On first listening, I could not help but think of another famous song cycle with brilliant orchestration and magnificent conjunction of music and words: Hector Berlioz’ 1840s Les Nuits d’été that sets six poems by the same author, Théophile Gautier. So, I took it out to listen, compare and contrast, and concluded that even if a subconscious feeling brought it to mind, it was not without cause or merit. Besides the fact that these poems have more literary merit, Neruda Songs is a better-crafted cycle, with the recurring personae, themes, and words joining the individual songs to each other in a way that those of Nuits are not. But the way the music treats the words, flows and ebbs with the rhythm of the lines, occasionally surging and washing over the listener like the waves of the sea, is the same. It has a very similar and comparable effect and impact, albeit with less variety and extremes of rhythm and mood.
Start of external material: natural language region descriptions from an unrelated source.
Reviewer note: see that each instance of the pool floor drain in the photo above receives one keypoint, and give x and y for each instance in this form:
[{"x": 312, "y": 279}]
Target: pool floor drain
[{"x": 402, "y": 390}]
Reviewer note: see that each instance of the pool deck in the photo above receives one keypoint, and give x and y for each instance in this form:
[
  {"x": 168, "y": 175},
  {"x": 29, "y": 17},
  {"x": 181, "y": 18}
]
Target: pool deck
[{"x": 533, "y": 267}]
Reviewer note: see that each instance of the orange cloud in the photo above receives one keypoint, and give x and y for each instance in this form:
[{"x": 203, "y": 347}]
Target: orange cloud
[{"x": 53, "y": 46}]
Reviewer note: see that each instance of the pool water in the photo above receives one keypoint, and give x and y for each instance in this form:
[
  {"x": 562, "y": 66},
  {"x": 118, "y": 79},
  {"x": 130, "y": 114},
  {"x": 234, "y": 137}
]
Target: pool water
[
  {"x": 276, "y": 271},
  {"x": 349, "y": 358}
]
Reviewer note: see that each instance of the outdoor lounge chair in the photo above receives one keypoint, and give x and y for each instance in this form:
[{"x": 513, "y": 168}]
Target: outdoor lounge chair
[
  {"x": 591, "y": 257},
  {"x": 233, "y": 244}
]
The booklet is a study in the power of simplicity. The whole is in black and white, and all but one of the blank pages are black rather than white. The only color in the entire production is the 1998 Emil Miland photo of the couple seated in grasses that fills the reverse of the cardboard sleeve, and that relates to the grasses in the black and white landscape photo by Scott McCreery on the inside of the tray card (beneath the CD holder). A 2003 Richard Avedon photo of the singer graces the cover, as well as appearing in smaller scale on the front of the cardboard sleeve, and a different but similar one from The New Yorker appears inside. After the title page come notes by the singer and the composer chronicling the chance encounter with the book, the composition of the work, and describing their life together. Next comes a bio of them and their relationship that is at the same time a tribute, and an analysis of the work by Alex Ross. A note follows this from Peter Lieberson about the selection of the poems, in turn followed by their texts with side-by-side 1986 English translations by Stephen Tapscott. Credits conclude. The whole is a serene In Memoriam.

Because of the circumstances surrounding the work’s creation and première performances and this recording, it will be some time before another well-known mezzo, such as Frederica von Stade or Susan Graham, dares to present it in concert, much less record it. But dare one of them must one day, because this work deserves to enter the canon on the level of the Berlioz. It is a sublime achievement and its impact will extend beyond and outside of these circumstances for listeners who do not know them or are not so close to them. Like Berlioz’ Nuits d’été, it will withstand the test of fifty or a hundred and fifty years of time because of its power and its craft. The circumstances enrich it; they do not make it the magical work that it is, even though they brought it into existence.

This is a stunning achievement by Peter Lieberson, and this a stunning recording, one to be enjoyed repeatedly as well as treasured. It is well worth its high per-note price!